Ilisu: Baubeginn trotz Ultimatum

Zehn Tage vor Ablauf des Ultimatums an die türkische Regierung wurde bekannt, dass die Bauarbeiten nicht gestoppt, sondern sogar intensiviert wurden. Der europäischen Ilisu-Kampagne liegen aktuelle Fotos vor, die umfangreiche Arbeiten am und im Tigris belegen. Diese Aktivitäten widersprechen der Forderung Deutschlands, Österreichs und der Schweiz, dass die Bauarbeiten im Fluss erst beginnen dürfen, wenn Auflagen im Umwelt-, Kultur- und Umsiedlungsbereich erfüllt sind. Andernfalls drohe die umgehende Kündigung der europäischen Bürgschaftsverträge, so die drei Regierungen.

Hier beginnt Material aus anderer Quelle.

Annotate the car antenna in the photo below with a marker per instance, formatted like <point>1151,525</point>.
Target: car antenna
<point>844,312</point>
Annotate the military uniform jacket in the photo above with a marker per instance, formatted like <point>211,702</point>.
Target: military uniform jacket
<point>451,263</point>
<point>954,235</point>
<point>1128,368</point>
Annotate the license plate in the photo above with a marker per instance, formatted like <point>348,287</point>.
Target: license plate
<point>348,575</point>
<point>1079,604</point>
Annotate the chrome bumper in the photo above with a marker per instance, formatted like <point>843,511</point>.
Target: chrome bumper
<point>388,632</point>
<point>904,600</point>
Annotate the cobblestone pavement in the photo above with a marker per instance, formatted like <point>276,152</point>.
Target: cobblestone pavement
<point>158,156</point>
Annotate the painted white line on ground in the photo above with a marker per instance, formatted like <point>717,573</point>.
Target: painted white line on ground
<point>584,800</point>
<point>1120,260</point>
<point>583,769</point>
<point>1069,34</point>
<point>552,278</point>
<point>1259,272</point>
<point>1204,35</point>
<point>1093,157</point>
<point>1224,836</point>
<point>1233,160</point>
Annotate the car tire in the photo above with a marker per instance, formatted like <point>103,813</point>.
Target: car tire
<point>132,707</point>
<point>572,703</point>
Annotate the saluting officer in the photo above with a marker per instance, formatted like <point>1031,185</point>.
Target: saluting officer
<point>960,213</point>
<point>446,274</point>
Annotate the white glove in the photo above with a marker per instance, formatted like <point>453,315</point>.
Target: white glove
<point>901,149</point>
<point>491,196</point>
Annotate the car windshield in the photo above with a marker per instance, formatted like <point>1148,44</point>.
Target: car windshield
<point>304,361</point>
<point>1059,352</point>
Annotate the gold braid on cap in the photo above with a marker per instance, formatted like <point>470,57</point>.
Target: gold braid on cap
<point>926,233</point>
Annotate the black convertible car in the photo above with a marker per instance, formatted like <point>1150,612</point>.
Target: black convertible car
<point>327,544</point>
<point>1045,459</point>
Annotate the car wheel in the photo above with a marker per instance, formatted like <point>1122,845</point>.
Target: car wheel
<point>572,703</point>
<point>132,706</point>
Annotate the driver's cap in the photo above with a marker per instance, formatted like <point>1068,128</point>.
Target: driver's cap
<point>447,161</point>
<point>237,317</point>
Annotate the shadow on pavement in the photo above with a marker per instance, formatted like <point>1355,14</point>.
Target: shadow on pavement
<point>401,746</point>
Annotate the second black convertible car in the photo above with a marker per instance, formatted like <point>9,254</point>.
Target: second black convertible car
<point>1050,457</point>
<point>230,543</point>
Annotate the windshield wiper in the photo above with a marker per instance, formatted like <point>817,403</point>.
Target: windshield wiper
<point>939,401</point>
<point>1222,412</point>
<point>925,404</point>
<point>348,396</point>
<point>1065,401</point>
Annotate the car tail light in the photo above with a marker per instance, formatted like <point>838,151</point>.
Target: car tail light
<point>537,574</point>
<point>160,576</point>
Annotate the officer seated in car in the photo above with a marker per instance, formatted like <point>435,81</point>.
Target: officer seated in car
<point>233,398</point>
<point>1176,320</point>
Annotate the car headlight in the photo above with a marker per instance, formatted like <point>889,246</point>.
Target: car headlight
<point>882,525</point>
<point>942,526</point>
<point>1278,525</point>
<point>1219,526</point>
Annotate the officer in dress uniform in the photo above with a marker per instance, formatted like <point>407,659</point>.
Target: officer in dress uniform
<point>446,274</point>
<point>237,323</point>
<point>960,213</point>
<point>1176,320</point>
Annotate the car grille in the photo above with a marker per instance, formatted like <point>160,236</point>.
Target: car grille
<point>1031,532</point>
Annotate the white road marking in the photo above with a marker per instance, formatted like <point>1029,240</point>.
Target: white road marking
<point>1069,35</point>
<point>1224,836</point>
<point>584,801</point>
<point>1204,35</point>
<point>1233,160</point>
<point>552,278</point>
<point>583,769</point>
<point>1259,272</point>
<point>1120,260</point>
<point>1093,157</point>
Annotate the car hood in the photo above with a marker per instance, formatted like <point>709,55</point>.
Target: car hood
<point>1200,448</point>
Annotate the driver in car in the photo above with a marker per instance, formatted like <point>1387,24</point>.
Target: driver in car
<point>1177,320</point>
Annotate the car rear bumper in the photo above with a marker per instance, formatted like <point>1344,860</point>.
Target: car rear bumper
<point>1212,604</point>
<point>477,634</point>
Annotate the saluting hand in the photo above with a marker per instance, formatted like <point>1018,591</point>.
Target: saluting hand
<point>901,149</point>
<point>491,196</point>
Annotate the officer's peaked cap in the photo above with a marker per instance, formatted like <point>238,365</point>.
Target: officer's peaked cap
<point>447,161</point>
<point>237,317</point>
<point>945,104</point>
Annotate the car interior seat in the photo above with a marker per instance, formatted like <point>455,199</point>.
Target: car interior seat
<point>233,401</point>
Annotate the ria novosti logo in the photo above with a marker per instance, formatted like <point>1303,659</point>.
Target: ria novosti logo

«Die Bauarbeiten sind ein weiterer Beweis dafür, dass sich die Türkei nicht an die Vorgaben hält. Damit werden die europäischen Regierungen brüskiert. Wenn der Bundesrat daraus jetzt nicht die Konsequenzen zieht und den Vertrag kündigt, verliert er jede Chance auf Glaubwürdigkeit», so Christine Eberlein von der Erklärung von Bern.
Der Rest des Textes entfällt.